CS 5761 - Introduction to Natural Language Processing
Project Proposal due by noon Tuesday March 26 via email to tpederse
and patw0006. Please submit plain text, with no attachments.
To find a topic for your project, and do some background research on it.
You will complete an individual project that involves producing both a
Perl implementation and a written report dealing with some interesting
problem in Natural Language Processing. You may select your own topic.
My only requirements are that it be in text processing and have been at
least mentioned (if only in passing) in our textbook.
Please make sure you do not choose an overly broad topic. 'Part of Speech
Tagging using a Trigram model and Good-Turing Smoothing' is an example of
an interesting and well-focused project. 'A Program to Translate English
Text into German' is potentially interesting but will take you several
decades to properly complete. Make your project focused, but on the other
hand it should not be trivial. Implementing a minimum-edit distance
program like we did for one of our programming assignments is focused but
fairly trivial relative to the amount of time we are allowing for project
completion. Please check with me if you aren't sure if your topic is
suitable or not.
By Tuesday March 26 you should have produced a project proposal. It should
include the following:
This does not need to be a lengthy document, but it should be well written
and carefully thought-out. It will provide a road map for your project so
the more you put into this the more smoothly your project will go. If I
have significant concerns about your topic or some aspect of your proposal
I will let you know by Monday April 1 and possibly request that you choose
a new topic or provide additional details.
- Problem Description (1-2 paragraphs) : What is the problem you are
attempting to solve in your project? Describe it in general terms, and
explain why it is important. You should provide at least two references to
papers that discuss the same problem, and you should read these papers in
preparation for writing the proposal. Make sure you properly quote,
footnote, etc. any information you get from these papers (Don't pull an
Ambrose, as some now say...)
- Overview of Solution/Approach (1-2 paragraphs) : What is the general
approach you plan on taking. Will your approach follow one of the
references you mention in the description, or will you invent your
own? (It is ok to re-implement an existing solution, or propose your
own.) The description of your solution is of course tentative in that as
you begin to work on the problem a bit more you may realize that another
approach is better.
- Evaluation Plan (1-2 paragraphs) : How will you show that your
solution does something? Will you need to find or create "gold standard"

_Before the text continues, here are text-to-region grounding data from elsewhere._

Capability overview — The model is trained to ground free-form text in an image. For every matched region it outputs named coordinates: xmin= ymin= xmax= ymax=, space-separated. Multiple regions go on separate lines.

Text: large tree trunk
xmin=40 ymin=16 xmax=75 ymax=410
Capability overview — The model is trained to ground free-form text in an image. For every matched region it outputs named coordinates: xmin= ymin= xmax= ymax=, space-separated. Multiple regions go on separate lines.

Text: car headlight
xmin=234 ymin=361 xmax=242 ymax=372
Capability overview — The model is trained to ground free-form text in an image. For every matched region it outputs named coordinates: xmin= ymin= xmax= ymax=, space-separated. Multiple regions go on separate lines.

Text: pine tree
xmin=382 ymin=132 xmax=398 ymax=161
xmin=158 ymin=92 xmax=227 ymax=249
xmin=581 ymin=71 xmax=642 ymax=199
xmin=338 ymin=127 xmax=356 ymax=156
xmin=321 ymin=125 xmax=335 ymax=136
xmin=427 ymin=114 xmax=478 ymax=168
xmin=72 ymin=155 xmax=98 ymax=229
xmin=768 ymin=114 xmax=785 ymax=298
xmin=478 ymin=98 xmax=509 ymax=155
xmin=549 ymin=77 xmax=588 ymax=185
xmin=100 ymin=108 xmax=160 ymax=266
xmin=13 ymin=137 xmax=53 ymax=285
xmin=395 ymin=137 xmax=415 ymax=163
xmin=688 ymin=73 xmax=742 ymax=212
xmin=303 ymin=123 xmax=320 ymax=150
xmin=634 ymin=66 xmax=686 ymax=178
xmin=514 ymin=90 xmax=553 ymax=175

data to use as a point of comparison? If so, where will you get that, or
how will you create it. For example, suppose you are working on a
Context Sensitive Spelling Correction program based on n-grams (a good
focused topic). How will you measure how many misspelled words your
program finds, and how will you know that it proposes a proper correction?
Policies (from syllabus)
All programming assignments and your project will be demonstrated during
designated lab sessions. You should also submit an electronic copy of
your source code to the TA prior to the designated demo session. (His
email address is firstname.lastname@example.org.) There is no other way to submit
your programming assignments or project. Failure to submit AND demo on
time will result in a zero.
Any code you submit should be commented. I must be able to understand
what your code does simply by reading the comments. This understanding
should extend down to the details of your code. So do not simply
describe the input and output, also include comments that describe
your particular algorithm and coding techniques. Failure to comment
to this degree will result in a zero.
All assignments and the project are to be done individually. You are
required to write your own code. Unless otherwise specified, you must
only turn in code that you personally wrote. The only possible exception
to this is if I tell you to use a module that is available in a book
or online archive. However, I will clearly indicate when this is
permissible. Violations of this policy will result in severe grading
penalties and/or failure in the class.